Kosovar death chain gangs alleged
In Brussels, NATO military spokesman Brig. Gen. Giuseppe Marani told reporters that there have been numerous refugee reports that Kosovo Albanians are being assembled in "grave-digging chain gangs" to "dig graves for their countrymen killed by ethnic Serbian cleansing."
"They are reportedly put in red-orange jackets to readily identify them, and the use of these men in red to dig graves is supported by imagery evidence which has already identified 43 mass grave sites in Kosovo," Marani said.
He said the graves were different from the mass open-trench graves used during the fighting in Bosnia.
"Instead, these sites are neat rows of individual graves pointing to the southeast, toward Mecca. Despite being forced to do this gruesome task, the Albanians are clearly trying to bury their victims of (Yugoslav President Slobodan) Milosevic with respect," Marani said.
He said refugees also have told of Kosovar boys and men forced to dig coal from mines in Pristina.
Good weather Saturday into Sunday made it possible for NATO to fly 500 missions, and officials said 35 targets were hit, including an explosives plant, oil refinery, airfield and other military and communications facilities, NATO said Sunday.

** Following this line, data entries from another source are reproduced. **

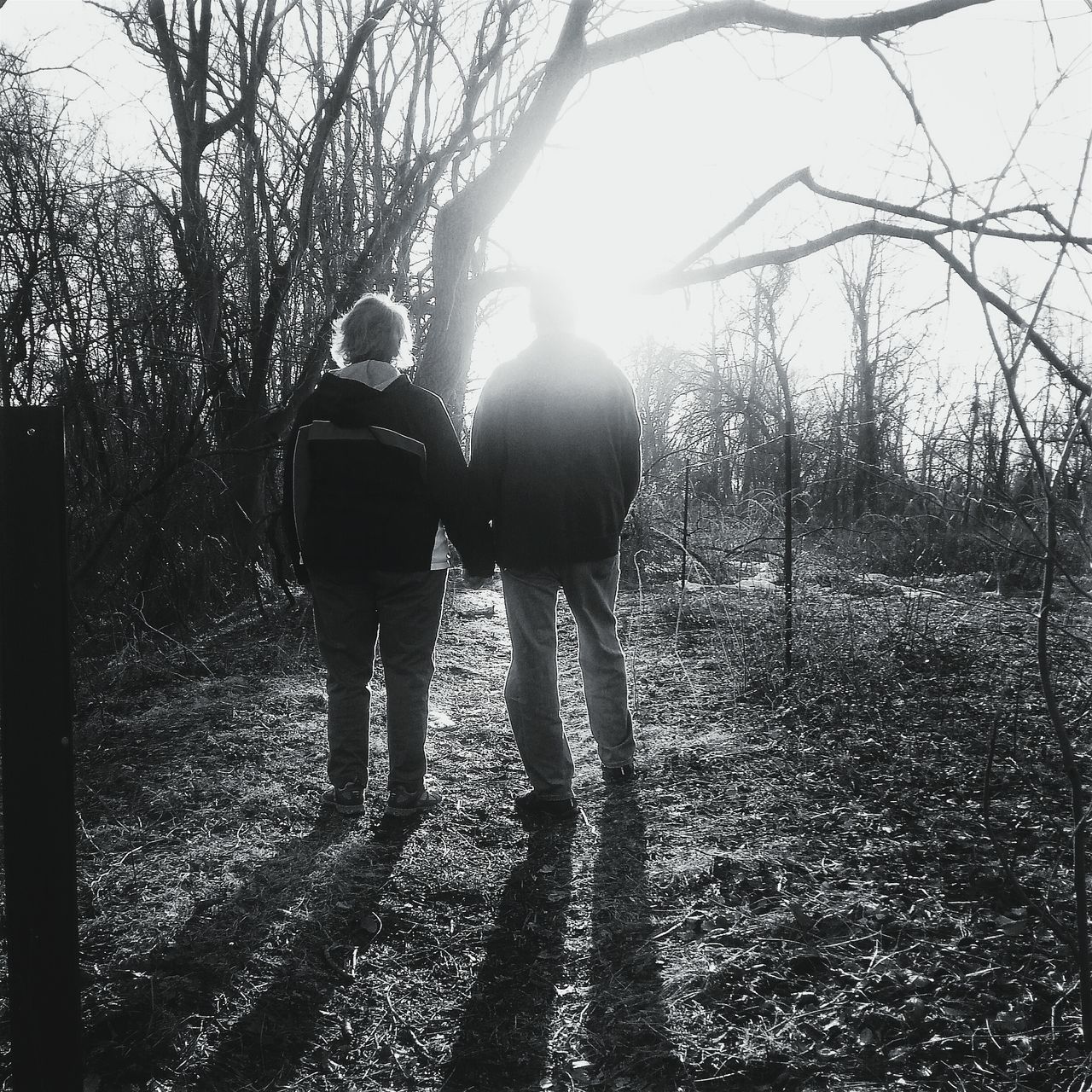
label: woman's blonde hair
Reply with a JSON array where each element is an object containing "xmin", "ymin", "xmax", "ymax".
[{"xmin": 330, "ymin": 292, "xmax": 413, "ymax": 368}]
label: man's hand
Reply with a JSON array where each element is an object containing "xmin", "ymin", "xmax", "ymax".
[{"xmin": 463, "ymin": 570, "xmax": 494, "ymax": 592}]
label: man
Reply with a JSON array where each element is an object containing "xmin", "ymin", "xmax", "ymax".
[{"xmin": 471, "ymin": 284, "xmax": 641, "ymax": 820}]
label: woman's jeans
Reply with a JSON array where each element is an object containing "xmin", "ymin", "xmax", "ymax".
[
  {"xmin": 502, "ymin": 555, "xmax": 633, "ymax": 799},
  {"xmin": 311, "ymin": 569, "xmax": 448, "ymax": 792}
]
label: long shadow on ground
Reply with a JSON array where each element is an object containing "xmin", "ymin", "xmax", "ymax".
[
  {"xmin": 584, "ymin": 787, "xmax": 693, "ymax": 1092},
  {"xmin": 444, "ymin": 823, "xmax": 574, "ymax": 1092},
  {"xmin": 89, "ymin": 815, "xmax": 421, "ymax": 1092}
]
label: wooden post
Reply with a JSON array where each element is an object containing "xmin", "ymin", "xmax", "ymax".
[
  {"xmin": 679, "ymin": 459, "xmax": 690, "ymax": 592},
  {"xmin": 0, "ymin": 406, "xmax": 83, "ymax": 1092}
]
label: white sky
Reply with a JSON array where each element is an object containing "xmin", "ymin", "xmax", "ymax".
[{"xmin": 0, "ymin": 0, "xmax": 1092, "ymax": 404}]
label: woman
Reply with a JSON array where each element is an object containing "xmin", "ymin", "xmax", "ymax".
[{"xmin": 284, "ymin": 293, "xmax": 494, "ymax": 816}]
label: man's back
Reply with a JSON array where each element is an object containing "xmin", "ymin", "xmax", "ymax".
[{"xmin": 471, "ymin": 333, "xmax": 641, "ymax": 568}]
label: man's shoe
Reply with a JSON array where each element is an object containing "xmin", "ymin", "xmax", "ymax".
[
  {"xmin": 603, "ymin": 762, "xmax": 636, "ymax": 785},
  {"xmin": 386, "ymin": 785, "xmax": 444, "ymax": 819},
  {"xmin": 515, "ymin": 788, "xmax": 577, "ymax": 822},
  {"xmin": 322, "ymin": 781, "xmax": 365, "ymax": 816}
]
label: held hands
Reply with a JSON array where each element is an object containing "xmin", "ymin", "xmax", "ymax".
[{"xmin": 463, "ymin": 569, "xmax": 494, "ymax": 592}]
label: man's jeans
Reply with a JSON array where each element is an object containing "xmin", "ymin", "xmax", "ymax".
[
  {"xmin": 502, "ymin": 556, "xmax": 633, "ymax": 799},
  {"xmin": 311, "ymin": 569, "xmax": 448, "ymax": 792}
]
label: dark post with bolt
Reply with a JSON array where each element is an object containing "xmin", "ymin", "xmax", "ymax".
[
  {"xmin": 0, "ymin": 406, "xmax": 83, "ymax": 1092},
  {"xmin": 679, "ymin": 459, "xmax": 690, "ymax": 592}
]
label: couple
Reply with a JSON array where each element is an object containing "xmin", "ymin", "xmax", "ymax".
[{"xmin": 284, "ymin": 286, "xmax": 641, "ymax": 822}]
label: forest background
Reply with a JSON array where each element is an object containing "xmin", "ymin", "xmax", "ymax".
[{"xmin": 0, "ymin": 0, "xmax": 1092, "ymax": 1087}]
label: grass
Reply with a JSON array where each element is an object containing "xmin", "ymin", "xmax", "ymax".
[{"xmin": 0, "ymin": 567, "xmax": 1092, "ymax": 1092}]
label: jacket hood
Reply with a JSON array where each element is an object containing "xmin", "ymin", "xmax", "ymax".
[{"xmin": 313, "ymin": 372, "xmax": 410, "ymax": 428}]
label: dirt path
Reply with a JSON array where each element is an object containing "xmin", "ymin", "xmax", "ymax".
[{"xmin": 19, "ymin": 590, "xmax": 1092, "ymax": 1092}]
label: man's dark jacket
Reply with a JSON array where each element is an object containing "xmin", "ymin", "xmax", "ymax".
[
  {"xmin": 283, "ymin": 375, "xmax": 494, "ymax": 581},
  {"xmin": 471, "ymin": 334, "xmax": 641, "ymax": 569}
]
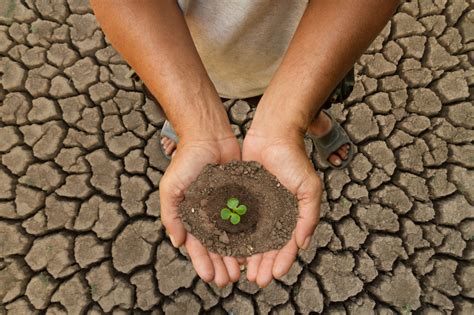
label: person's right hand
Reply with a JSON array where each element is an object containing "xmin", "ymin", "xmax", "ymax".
[{"xmin": 160, "ymin": 132, "xmax": 240, "ymax": 287}]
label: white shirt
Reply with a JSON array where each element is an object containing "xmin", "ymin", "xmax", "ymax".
[{"xmin": 178, "ymin": 0, "xmax": 307, "ymax": 98}]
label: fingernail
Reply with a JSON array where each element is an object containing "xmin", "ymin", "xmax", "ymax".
[
  {"xmin": 301, "ymin": 236, "xmax": 311, "ymax": 249},
  {"xmin": 170, "ymin": 235, "xmax": 178, "ymax": 247}
]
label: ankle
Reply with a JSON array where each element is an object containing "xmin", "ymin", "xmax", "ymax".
[{"xmin": 308, "ymin": 111, "xmax": 331, "ymax": 137}]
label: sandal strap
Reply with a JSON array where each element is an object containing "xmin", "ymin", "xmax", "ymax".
[{"xmin": 309, "ymin": 110, "xmax": 355, "ymax": 169}]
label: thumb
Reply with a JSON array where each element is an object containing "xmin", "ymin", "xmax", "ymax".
[
  {"xmin": 295, "ymin": 175, "xmax": 321, "ymax": 249},
  {"xmin": 160, "ymin": 179, "xmax": 186, "ymax": 247}
]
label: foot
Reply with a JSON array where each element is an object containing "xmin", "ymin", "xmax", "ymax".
[
  {"xmin": 308, "ymin": 111, "xmax": 350, "ymax": 166},
  {"xmin": 161, "ymin": 137, "xmax": 176, "ymax": 157}
]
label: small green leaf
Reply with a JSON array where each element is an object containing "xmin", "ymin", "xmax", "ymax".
[
  {"xmin": 234, "ymin": 205, "xmax": 247, "ymax": 215},
  {"xmin": 221, "ymin": 208, "xmax": 232, "ymax": 220},
  {"xmin": 230, "ymin": 213, "xmax": 240, "ymax": 225},
  {"xmin": 227, "ymin": 197, "xmax": 239, "ymax": 210}
]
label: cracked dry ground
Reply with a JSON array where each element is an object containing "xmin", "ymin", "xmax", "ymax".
[{"xmin": 0, "ymin": 0, "xmax": 474, "ymax": 314}]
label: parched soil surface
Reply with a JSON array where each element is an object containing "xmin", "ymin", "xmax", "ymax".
[
  {"xmin": 0, "ymin": 0, "xmax": 474, "ymax": 314},
  {"xmin": 179, "ymin": 161, "xmax": 298, "ymax": 257}
]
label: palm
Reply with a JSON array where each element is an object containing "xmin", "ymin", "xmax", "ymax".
[
  {"xmin": 242, "ymin": 134, "xmax": 321, "ymax": 287},
  {"xmin": 160, "ymin": 138, "xmax": 240, "ymax": 286}
]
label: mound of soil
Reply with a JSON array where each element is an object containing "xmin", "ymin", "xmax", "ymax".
[{"xmin": 179, "ymin": 161, "xmax": 298, "ymax": 257}]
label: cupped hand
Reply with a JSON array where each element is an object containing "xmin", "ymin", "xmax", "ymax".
[
  {"xmin": 242, "ymin": 129, "xmax": 322, "ymax": 287},
  {"xmin": 160, "ymin": 134, "xmax": 240, "ymax": 287}
]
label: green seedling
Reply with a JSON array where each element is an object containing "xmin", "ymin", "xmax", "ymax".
[{"xmin": 221, "ymin": 197, "xmax": 247, "ymax": 225}]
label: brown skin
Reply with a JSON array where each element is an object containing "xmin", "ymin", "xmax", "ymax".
[{"xmin": 91, "ymin": 0, "xmax": 399, "ymax": 287}]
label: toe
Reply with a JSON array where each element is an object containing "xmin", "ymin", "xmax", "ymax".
[{"xmin": 165, "ymin": 142, "xmax": 176, "ymax": 155}]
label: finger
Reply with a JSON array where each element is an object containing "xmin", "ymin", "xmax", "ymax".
[
  {"xmin": 186, "ymin": 234, "xmax": 214, "ymax": 282},
  {"xmin": 272, "ymin": 237, "xmax": 298, "ymax": 279},
  {"xmin": 222, "ymin": 256, "xmax": 240, "ymax": 282},
  {"xmin": 247, "ymin": 254, "xmax": 262, "ymax": 282},
  {"xmin": 209, "ymin": 253, "xmax": 230, "ymax": 288},
  {"xmin": 257, "ymin": 250, "xmax": 278, "ymax": 288},
  {"xmin": 295, "ymin": 178, "xmax": 322, "ymax": 249},
  {"xmin": 160, "ymin": 179, "xmax": 186, "ymax": 247}
]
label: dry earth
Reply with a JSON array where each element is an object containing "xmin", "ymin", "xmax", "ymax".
[{"xmin": 0, "ymin": 0, "xmax": 474, "ymax": 314}]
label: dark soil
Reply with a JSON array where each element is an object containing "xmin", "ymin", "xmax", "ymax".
[{"xmin": 179, "ymin": 161, "xmax": 298, "ymax": 257}]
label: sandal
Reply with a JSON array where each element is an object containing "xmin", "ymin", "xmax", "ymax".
[
  {"xmin": 306, "ymin": 110, "xmax": 356, "ymax": 169},
  {"xmin": 160, "ymin": 120, "xmax": 179, "ymax": 161}
]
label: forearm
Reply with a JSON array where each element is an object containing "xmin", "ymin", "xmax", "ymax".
[
  {"xmin": 91, "ymin": 0, "xmax": 231, "ymax": 141},
  {"xmin": 254, "ymin": 0, "xmax": 398, "ymax": 138}
]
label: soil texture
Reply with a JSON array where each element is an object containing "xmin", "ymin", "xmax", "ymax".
[{"xmin": 179, "ymin": 161, "xmax": 298, "ymax": 257}]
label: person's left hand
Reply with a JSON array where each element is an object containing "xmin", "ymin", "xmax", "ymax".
[{"xmin": 242, "ymin": 129, "xmax": 322, "ymax": 287}]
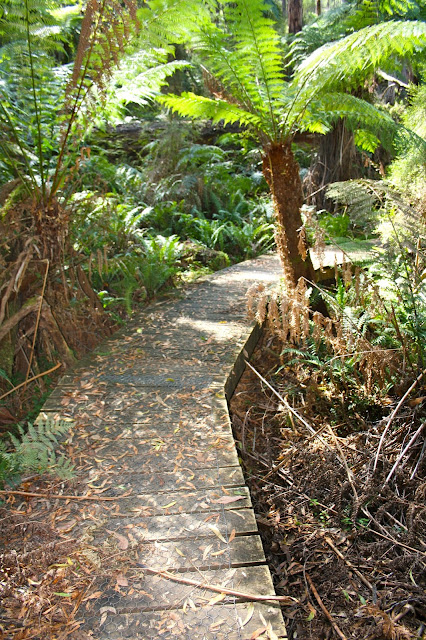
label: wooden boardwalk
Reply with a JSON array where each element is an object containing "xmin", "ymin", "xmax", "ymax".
[{"xmin": 43, "ymin": 256, "xmax": 286, "ymax": 640}]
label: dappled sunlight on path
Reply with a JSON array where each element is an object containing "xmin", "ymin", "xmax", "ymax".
[{"xmin": 39, "ymin": 256, "xmax": 285, "ymax": 640}]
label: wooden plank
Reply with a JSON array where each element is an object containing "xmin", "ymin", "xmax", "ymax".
[
  {"xmin": 82, "ymin": 602, "xmax": 287, "ymax": 640},
  {"xmin": 83, "ymin": 565, "xmax": 275, "ymax": 614},
  {"xmin": 75, "ymin": 438, "xmax": 239, "ymax": 471},
  {"xmin": 84, "ymin": 509, "xmax": 257, "ymax": 546}
]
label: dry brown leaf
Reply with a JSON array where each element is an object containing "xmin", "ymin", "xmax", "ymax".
[
  {"xmin": 117, "ymin": 573, "xmax": 129, "ymax": 587},
  {"xmin": 207, "ymin": 524, "xmax": 226, "ymax": 544},
  {"xmin": 106, "ymin": 529, "xmax": 129, "ymax": 551},
  {"xmin": 212, "ymin": 496, "xmax": 244, "ymax": 504}
]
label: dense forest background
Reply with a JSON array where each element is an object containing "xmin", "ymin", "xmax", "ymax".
[
  {"xmin": 0, "ymin": 0, "xmax": 426, "ymax": 639},
  {"xmin": 0, "ymin": 0, "xmax": 426, "ymax": 425}
]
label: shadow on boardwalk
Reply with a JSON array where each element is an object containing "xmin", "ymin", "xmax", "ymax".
[{"xmin": 37, "ymin": 256, "xmax": 285, "ymax": 640}]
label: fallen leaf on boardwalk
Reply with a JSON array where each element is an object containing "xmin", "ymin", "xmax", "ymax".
[
  {"xmin": 203, "ymin": 544, "xmax": 213, "ymax": 560},
  {"xmin": 238, "ymin": 602, "xmax": 255, "ymax": 628},
  {"xmin": 99, "ymin": 607, "xmax": 117, "ymax": 626},
  {"xmin": 212, "ymin": 496, "xmax": 244, "ymax": 504},
  {"xmin": 106, "ymin": 529, "xmax": 129, "ymax": 551},
  {"xmin": 207, "ymin": 524, "xmax": 226, "ymax": 544},
  {"xmin": 266, "ymin": 622, "xmax": 278, "ymax": 640},
  {"xmin": 207, "ymin": 593, "xmax": 226, "ymax": 606},
  {"xmin": 306, "ymin": 602, "xmax": 317, "ymax": 622},
  {"xmin": 209, "ymin": 618, "xmax": 225, "ymax": 631}
]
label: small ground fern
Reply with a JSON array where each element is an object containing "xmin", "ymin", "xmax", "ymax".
[{"xmin": 0, "ymin": 418, "xmax": 73, "ymax": 487}]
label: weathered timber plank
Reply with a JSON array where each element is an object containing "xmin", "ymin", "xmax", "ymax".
[
  {"xmin": 84, "ymin": 564, "xmax": 275, "ymax": 614},
  {"xmin": 137, "ymin": 534, "xmax": 265, "ymax": 571},
  {"xmin": 82, "ymin": 603, "xmax": 287, "ymax": 640},
  {"xmin": 83, "ymin": 509, "xmax": 257, "ymax": 546}
]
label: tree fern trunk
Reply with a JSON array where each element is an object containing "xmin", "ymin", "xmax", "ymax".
[{"xmin": 263, "ymin": 143, "xmax": 314, "ymax": 287}]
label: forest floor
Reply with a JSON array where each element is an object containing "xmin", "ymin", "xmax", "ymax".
[
  {"xmin": 0, "ymin": 306, "xmax": 426, "ymax": 640},
  {"xmin": 231, "ymin": 333, "xmax": 426, "ymax": 640}
]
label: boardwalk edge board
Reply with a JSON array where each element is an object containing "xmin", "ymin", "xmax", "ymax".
[{"xmin": 40, "ymin": 255, "xmax": 287, "ymax": 640}]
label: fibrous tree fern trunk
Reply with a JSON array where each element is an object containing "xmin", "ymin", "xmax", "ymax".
[{"xmin": 263, "ymin": 142, "xmax": 314, "ymax": 288}]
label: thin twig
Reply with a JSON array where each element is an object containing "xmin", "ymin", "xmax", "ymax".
[
  {"xmin": 0, "ymin": 362, "xmax": 62, "ymax": 400},
  {"xmin": 305, "ymin": 573, "xmax": 347, "ymax": 640},
  {"xmin": 0, "ymin": 490, "xmax": 132, "ymax": 502},
  {"xmin": 136, "ymin": 562, "xmax": 298, "ymax": 605},
  {"xmin": 24, "ymin": 260, "xmax": 50, "ymax": 388},
  {"xmin": 383, "ymin": 422, "xmax": 426, "ymax": 486},
  {"xmin": 324, "ymin": 536, "xmax": 373, "ymax": 591},
  {"xmin": 246, "ymin": 360, "xmax": 334, "ymax": 452},
  {"xmin": 327, "ymin": 425, "xmax": 359, "ymax": 503},
  {"xmin": 361, "ymin": 507, "xmax": 426, "ymax": 556},
  {"xmin": 373, "ymin": 370, "xmax": 426, "ymax": 472}
]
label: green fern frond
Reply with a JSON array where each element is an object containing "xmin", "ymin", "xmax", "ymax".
[
  {"xmin": 0, "ymin": 418, "xmax": 73, "ymax": 486},
  {"xmin": 293, "ymin": 21, "xmax": 426, "ymax": 94}
]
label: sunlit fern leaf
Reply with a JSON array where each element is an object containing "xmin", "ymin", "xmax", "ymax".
[
  {"xmin": 293, "ymin": 21, "xmax": 426, "ymax": 93},
  {"xmin": 158, "ymin": 92, "xmax": 262, "ymax": 128}
]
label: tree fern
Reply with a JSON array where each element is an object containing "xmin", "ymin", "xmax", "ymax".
[
  {"xmin": 0, "ymin": 419, "xmax": 73, "ymax": 486},
  {"xmin": 293, "ymin": 21, "xmax": 426, "ymax": 101}
]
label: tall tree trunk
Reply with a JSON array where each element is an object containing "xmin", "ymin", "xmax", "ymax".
[
  {"xmin": 263, "ymin": 143, "xmax": 314, "ymax": 288},
  {"xmin": 303, "ymin": 120, "xmax": 363, "ymax": 211},
  {"xmin": 288, "ymin": 0, "xmax": 303, "ymax": 33}
]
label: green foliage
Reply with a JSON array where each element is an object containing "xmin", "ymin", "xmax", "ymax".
[{"xmin": 0, "ymin": 419, "xmax": 73, "ymax": 487}]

But thunderstorms and hail delayed the arrival of 24 tank-killing Apache helicopters headed for Tirana, Albania.
Serb general accuses NATO of war crimes
A Serb military commander, appearing on Serb TV, said the NATO attacks have achieved only one thing.
"They committed unbelievable crime against humanity, against whole population of Yugoslavia," said Gen. Vladimir Lazarevic, commander of the Pristina Corps. "This is part of the plan of the criminal minds in the Pentagon that want to destroy the oldest people in the Balkans, the Serbian people."
Lazarevic accused NATO of attacking hospitals, schools and residential areas.
New tape stokes convoy debate
NATO spokesmen continued to face tough questions from reporters about last week's attack on a convoy near Djakovica.
Yugoslav authorities said that several NATO attacks on civilian convoys killed as many as 85 ethnic Albanians last Wednesday.
NATO admitted that one of its pilots mistakenly dropped a bomb on a civilian vehicle near Djakovica. The alliance has fended off detailed questions about the incident, saying an investigation is continuing.
Adding to the confusion was a statement from the Pentagon on Saturday that NATO played an audiotape from a pilot not involved in the bombing of the civilian vehicle when it accepted blame for the incident.
Marani said NATO played the audiotape "to clarify what was the process, the procedure of a pilot involved in an action of that type."
NATO did not mean to imply that the pilot was involved in the hit on the civilian vehicle, he said.
Monday's London Daily Express quotes unnamed "senior defense sources" that say the Royal Air Force warned a U.S. bomber pilot not to attack the refugee convoy in Kosovo minutes before the raid.
The pilot of a British Harrier GR-7 radioed the U.S. F-16 saying he could clearly see civilian vehicles among military ones after a low-level flyover, the article reported. NATO so far has made no comment on this report.
Sources tell CNN that NATO Gen. Daniel Leaf is expected to present videotape Monday detailing NATO activity on convoys in Southern Kosovo last Wednesday.
Correspondents Alessio Vinci and Ben Wedeman contributed to this report.